L’extrémité effilée est un joint hermétique pour protéger l’échantillon de l’atmosphère martienne. Enfin, la « poignée » est un boîtier à l’intérieur duquel se trouve le piston et les ressorts permettant de maintenir l’échantillon en place à l’intérieur du tube.
Extrême propreté
Ces échantillons doivent également être suffisamment « propres » et hermétique pour que les chercheurs soient certains d’analyser du contenu 100 % martien au début de la prochaine décennie.
« Comparée à Mars, notre planète est recouverte de vie « , expliquait en 2020 Ken Farley, du projet Mars 2020 à Caltech (Pasadena). « Nous devions éliminer toutes ces traces de manière à ce que toute preuve restante puisse être détectée et différenciée en toute confiance lorsque ces premiers échantillons seront retournés ».

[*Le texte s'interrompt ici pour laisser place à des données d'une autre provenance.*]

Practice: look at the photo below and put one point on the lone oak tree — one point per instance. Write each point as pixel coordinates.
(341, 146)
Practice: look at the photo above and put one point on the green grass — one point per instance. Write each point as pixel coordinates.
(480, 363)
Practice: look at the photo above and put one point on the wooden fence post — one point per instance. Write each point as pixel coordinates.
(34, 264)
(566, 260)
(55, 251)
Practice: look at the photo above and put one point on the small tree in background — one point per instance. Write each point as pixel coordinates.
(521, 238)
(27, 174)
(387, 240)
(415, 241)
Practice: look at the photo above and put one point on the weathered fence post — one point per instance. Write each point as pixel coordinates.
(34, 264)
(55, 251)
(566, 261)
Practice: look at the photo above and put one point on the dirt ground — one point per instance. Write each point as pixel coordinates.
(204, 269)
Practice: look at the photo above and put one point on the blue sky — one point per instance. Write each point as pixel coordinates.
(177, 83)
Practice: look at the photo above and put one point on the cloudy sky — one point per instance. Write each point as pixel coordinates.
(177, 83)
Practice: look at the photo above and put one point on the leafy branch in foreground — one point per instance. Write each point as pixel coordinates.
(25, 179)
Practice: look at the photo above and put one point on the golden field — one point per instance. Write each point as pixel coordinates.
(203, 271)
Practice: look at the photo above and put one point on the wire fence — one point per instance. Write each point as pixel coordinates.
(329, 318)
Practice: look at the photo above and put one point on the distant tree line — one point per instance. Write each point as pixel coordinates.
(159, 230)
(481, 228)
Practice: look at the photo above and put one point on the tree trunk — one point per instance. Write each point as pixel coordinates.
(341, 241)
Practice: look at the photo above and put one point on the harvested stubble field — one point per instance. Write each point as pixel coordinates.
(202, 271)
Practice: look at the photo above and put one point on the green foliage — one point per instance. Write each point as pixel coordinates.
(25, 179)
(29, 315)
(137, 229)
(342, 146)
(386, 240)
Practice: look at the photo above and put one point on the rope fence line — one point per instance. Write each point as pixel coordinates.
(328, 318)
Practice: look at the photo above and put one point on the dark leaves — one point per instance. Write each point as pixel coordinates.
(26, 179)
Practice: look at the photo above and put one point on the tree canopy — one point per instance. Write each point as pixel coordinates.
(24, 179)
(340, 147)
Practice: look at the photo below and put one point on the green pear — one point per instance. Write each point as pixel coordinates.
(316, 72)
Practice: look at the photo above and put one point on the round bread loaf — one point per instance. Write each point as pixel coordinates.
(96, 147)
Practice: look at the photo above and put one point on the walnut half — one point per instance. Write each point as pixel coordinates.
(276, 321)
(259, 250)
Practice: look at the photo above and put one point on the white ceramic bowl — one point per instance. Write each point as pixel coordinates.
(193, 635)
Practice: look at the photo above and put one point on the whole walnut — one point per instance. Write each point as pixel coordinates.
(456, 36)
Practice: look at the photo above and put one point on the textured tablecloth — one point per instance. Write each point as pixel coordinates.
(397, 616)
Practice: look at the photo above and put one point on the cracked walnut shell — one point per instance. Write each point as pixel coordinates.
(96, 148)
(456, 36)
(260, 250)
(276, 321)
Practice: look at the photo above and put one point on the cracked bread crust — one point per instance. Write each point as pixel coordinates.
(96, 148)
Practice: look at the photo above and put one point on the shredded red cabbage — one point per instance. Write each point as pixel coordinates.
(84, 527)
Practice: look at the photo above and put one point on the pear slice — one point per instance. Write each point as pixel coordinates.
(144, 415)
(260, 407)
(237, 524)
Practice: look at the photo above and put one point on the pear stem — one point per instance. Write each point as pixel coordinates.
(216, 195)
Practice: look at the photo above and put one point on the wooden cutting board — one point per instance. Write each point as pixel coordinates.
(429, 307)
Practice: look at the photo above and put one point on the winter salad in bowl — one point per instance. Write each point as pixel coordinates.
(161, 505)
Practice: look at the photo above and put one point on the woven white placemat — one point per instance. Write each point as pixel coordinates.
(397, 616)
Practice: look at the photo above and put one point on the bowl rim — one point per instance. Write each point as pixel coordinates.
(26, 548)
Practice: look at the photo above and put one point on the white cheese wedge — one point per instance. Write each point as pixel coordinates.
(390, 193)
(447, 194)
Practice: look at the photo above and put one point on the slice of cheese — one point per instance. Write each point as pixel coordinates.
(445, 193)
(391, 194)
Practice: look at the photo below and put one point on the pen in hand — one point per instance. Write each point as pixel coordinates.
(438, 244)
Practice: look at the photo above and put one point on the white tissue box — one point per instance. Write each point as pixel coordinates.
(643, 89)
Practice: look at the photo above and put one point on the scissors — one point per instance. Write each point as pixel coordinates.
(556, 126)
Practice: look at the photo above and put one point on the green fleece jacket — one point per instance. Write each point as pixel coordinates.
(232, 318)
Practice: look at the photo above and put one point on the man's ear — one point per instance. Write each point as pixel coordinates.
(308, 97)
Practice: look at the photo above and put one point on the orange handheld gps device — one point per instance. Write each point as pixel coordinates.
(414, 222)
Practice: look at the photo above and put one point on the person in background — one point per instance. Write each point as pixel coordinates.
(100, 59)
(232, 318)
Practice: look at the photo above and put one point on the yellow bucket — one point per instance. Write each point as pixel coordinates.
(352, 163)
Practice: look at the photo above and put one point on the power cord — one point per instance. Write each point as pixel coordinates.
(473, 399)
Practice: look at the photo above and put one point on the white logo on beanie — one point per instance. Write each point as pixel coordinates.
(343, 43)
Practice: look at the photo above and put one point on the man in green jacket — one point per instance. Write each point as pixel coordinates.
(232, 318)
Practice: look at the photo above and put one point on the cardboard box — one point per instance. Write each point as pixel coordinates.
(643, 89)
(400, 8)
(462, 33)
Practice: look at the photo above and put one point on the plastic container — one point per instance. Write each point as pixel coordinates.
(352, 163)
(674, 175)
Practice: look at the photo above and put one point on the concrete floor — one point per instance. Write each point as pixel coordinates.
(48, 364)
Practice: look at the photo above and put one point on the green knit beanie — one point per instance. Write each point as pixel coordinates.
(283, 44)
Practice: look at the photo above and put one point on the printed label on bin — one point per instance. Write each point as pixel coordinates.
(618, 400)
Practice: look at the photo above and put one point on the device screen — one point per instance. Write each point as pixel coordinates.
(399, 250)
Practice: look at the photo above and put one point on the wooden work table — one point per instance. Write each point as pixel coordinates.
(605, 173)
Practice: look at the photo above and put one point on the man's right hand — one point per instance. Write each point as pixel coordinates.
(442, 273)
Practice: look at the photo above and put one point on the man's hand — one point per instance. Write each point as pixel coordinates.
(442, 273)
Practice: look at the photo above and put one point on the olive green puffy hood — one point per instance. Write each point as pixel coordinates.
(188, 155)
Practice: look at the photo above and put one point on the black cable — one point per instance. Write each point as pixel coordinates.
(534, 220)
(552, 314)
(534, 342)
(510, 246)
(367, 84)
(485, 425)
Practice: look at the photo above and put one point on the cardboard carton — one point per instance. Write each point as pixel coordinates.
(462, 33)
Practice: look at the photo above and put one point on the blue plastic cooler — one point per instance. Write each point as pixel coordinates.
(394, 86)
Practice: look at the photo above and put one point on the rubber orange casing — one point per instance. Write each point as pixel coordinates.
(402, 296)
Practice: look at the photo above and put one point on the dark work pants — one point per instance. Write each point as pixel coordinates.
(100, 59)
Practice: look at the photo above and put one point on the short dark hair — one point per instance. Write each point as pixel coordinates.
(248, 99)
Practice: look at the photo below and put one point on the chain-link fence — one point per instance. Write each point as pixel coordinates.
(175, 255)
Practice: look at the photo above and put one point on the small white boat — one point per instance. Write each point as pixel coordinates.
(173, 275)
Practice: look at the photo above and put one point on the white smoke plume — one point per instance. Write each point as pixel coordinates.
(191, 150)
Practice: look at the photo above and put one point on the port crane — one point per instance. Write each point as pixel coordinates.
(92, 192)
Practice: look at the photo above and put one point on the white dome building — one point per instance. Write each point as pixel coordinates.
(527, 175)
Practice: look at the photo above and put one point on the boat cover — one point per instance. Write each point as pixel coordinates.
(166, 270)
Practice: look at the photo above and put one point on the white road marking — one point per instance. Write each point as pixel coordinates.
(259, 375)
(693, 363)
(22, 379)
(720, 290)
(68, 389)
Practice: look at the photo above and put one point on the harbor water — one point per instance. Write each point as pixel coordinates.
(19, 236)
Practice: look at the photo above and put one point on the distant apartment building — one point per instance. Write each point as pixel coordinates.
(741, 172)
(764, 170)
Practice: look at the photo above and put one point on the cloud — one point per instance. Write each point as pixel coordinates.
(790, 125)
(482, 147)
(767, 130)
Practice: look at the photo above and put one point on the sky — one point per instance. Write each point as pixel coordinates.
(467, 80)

Les tubes sont donc le produit de normes de propreté extrêmes qui ont pour but d’empêcher l’introduction de matières organiques, inorganiques et biologiques terrestres. Les chercheurs ont donc dû limiter la quantité totale de composés terrestres dans un échantillon donné à moins de 150 nanogrammes. Pour un ensemble de composés organiques particuliers, ils se sont limités à moins de quinze nanogrammes. À titre d’information, un nanogramme est un milliardième de gramme.
Pour répondre à ces exigences, les ingénieurs ont effectué tout leur assemblage dans une hyper-salle blanche qui est grossièrement une salle blanche à l’intérieur d’une salle blanche. Entre chaque étape d’assemblage, les tubes d’échantillons étaient nettoyés avec des jets d’air filtré, rincés à l’eau désionisée, puis nettoyés par ultrasons avec de l’acétone, de l’alcool isopropylique et d’autres agents de nettoyage exotiques.
Ainsi, tout a été pensé pour que rien n’empêche les chercheurs d’analyser ces échantillons dès leur arrivée sur Terre. En attendant, Perseverance poursuit sa mission dans le cratère Jezero, dont le paysage ressemble étrangement à celui de Tatooine. Espérons simplement que le rover ne se heurte pas aux Tuskens en cours de route.